Parents of children starting school in September are being urged to check if their children have had two doses of MMR.
Following a widespread outbreak of measles in Bristol, PHE and Bristol City Council are reminding parents about the importance of the MMR vaccine.
The MMR vaccine protects against Mumps, Measles and Rubella.
The appeal comes after Bristol has seen a huge rise of measles this year. Since January, Bristol has seen 86 confirmed cases of measles, 20 probable.
Measles is preventable through the safe, effective MMR vaccine which is offered as part of the childhood immunisation programme.
Children usually receive the vaccine within a month of their first birthday and ahead of starting school at 3 years 4 months.
Dominic Mellon, Consultant in Communicable Disease Control for Public Health England South West, said:
“Unfortunately, we know that the school environment provides a perfect place for infections to circulate and spread.
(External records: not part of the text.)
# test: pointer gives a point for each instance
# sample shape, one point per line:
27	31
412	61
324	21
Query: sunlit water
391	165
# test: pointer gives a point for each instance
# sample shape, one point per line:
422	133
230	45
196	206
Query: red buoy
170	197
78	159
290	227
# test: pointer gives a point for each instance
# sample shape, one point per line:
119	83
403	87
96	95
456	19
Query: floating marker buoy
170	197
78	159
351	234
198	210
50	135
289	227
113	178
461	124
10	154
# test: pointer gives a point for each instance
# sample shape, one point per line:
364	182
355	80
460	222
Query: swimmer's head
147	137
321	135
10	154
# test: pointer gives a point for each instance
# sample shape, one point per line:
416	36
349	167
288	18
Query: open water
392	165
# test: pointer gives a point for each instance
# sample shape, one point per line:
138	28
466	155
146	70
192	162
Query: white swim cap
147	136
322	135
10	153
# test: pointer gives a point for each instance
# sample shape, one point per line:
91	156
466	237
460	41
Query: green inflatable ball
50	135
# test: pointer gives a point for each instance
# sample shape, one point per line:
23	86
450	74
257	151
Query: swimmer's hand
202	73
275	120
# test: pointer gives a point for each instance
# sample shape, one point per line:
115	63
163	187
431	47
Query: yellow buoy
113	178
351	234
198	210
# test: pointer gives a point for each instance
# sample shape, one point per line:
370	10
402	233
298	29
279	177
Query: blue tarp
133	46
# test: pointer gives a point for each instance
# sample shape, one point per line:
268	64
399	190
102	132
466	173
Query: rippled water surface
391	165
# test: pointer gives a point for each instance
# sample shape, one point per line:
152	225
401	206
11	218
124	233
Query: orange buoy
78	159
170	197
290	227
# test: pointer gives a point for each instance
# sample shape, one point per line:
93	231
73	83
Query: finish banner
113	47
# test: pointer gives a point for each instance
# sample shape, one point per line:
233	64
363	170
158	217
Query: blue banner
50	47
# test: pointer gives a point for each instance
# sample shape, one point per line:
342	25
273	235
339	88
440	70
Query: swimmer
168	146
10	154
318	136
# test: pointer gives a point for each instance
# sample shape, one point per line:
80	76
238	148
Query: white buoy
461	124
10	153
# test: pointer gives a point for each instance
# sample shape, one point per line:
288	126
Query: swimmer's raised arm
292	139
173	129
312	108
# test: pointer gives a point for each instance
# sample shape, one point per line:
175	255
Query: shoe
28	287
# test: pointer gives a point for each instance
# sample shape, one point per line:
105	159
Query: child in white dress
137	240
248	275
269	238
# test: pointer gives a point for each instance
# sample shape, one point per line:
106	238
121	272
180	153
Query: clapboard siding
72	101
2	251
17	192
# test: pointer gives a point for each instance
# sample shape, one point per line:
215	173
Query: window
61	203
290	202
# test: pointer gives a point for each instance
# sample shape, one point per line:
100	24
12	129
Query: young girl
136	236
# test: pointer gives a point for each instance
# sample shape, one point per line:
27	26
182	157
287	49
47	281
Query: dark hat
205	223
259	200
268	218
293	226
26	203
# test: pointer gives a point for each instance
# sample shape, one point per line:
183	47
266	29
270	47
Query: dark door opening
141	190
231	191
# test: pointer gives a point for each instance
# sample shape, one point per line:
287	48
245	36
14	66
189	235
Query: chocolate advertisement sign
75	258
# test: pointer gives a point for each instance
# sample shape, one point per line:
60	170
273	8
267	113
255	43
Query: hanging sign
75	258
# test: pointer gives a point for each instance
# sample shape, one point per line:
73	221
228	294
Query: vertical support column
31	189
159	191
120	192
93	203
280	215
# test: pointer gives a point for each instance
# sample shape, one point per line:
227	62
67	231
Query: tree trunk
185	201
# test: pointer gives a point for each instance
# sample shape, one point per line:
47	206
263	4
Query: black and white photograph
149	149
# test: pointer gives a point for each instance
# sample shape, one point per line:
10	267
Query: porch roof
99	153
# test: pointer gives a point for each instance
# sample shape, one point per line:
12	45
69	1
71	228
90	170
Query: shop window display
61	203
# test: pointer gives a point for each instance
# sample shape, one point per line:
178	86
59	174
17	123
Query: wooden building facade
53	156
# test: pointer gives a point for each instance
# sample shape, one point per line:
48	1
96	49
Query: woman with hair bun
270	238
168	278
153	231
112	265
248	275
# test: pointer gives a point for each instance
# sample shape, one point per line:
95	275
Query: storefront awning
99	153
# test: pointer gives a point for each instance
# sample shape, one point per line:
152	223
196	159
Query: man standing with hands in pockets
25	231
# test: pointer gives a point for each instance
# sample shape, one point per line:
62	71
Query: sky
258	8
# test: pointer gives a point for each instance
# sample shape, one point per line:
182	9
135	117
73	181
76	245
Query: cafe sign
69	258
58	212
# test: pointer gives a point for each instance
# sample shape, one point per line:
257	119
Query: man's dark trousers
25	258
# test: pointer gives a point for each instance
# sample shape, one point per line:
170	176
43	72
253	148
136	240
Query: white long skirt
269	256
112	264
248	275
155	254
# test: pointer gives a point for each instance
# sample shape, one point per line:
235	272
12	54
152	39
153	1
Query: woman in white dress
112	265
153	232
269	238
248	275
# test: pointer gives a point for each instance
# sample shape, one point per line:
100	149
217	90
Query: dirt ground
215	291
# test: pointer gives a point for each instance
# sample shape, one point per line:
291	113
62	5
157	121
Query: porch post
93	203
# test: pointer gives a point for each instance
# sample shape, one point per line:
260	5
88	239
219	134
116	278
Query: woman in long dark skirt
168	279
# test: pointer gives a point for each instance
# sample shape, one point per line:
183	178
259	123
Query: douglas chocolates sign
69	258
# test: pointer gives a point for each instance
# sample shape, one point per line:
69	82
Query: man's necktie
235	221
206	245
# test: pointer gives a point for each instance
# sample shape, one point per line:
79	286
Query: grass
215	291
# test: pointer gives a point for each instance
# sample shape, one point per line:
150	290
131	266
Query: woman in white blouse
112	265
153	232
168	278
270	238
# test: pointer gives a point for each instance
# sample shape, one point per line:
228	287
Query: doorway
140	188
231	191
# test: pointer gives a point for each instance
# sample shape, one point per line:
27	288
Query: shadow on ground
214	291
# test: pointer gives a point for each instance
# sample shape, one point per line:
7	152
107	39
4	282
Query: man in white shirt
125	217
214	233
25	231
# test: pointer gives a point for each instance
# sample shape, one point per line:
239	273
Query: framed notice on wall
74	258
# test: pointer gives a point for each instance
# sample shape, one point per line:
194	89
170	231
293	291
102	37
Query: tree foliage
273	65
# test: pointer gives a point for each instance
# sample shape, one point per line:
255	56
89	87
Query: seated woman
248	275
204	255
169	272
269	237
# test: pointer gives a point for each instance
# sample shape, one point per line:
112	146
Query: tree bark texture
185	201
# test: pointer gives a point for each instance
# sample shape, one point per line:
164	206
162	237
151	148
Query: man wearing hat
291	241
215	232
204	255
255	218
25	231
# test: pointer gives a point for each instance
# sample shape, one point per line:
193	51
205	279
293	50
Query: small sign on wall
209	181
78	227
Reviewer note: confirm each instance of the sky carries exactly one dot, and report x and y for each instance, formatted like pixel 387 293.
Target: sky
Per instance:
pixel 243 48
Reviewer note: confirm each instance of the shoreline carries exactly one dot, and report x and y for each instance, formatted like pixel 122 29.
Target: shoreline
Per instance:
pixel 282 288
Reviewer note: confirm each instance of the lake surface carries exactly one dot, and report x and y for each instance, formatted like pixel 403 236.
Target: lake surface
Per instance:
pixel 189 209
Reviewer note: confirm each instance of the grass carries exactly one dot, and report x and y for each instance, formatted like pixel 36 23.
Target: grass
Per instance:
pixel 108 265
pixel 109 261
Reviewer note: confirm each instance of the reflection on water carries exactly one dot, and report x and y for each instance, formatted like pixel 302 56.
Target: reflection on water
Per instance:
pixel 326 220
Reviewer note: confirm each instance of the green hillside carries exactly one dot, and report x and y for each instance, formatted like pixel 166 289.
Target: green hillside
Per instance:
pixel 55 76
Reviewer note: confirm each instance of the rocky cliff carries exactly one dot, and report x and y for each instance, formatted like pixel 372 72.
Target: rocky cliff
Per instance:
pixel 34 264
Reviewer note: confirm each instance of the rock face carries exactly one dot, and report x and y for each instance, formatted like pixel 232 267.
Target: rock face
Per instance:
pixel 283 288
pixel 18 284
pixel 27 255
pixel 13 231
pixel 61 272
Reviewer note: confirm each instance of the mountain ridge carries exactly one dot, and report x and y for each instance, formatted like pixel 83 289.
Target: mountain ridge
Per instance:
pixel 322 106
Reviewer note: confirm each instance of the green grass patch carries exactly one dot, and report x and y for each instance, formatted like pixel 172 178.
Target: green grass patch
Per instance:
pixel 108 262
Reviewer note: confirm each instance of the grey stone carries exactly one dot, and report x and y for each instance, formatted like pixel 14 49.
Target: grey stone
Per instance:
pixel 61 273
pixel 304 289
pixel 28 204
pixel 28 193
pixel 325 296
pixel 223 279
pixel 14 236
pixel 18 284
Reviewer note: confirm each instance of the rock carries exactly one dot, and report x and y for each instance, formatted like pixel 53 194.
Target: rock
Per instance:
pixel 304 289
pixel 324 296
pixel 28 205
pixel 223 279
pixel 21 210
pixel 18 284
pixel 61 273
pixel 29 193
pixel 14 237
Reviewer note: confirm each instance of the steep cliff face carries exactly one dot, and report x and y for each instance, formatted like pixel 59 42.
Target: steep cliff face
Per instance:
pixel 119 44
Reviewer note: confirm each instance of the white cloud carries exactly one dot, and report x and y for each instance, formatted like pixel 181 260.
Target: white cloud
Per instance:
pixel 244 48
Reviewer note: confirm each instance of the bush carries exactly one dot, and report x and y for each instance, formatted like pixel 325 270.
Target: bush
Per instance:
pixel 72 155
This is why we are asking parents to add the MMR vaccine to their back to school lists.
“If your child catches measles, apart from feeling very unwell they will also miss out on several days at school. We know life can get busy with children. If you can’t remember, just contact your GP who will be able to check your child’s records.
“If they have missed a dose, a catch up vaccine can easily be arranged by contacting your GP. As I said, measles is a really unpleasant viral illness, starting with cold like symptoms such as runny nose, high temperature and sore eyes.
“A few days later the distinctive red-brown blotchy rash will appear. Usually starting on the head or neck and then spreading outwards to the rest of the body.
“Once the distinctive rash appears, they should stay away from school for at least four days. This is to reduce the risk of spreading the infection.”
Councillor Asher Craig, Cabinet Member for Communities and Equalities, said:
"I'd strongly encourage parents and carers to check whether their children have been immunised before the start of term.
“Measles is highly contagious and can be very nasty, so if you or your children need it then don't put off vaccination. It is quick and easy to get and really is the best protection for everyone."1. Public Health England exists to protect and improve the nation’s health and wellbeing, and reduce health inequalities. We do this through world-leading science, knowledge and intelligence, advocacy, partnerships and the delivery of specialist public health services.
Measles signs and symptoms
The initial symptoms of measles develop around 10 days after a person is infected. These can include:
• cold-like symptoms, such as a runny nose, sneezing, and a cough
• sore, red eyes that may be sensitive to light
• a high temperature (fever), which may reach around 40C (104F)
A few days later, a red-brown blotchy rash will appear. This usually starts on the head or upper neck, before spreading outwards to the rest of the body. Symptoms usually resolve in about 7 to 10 days.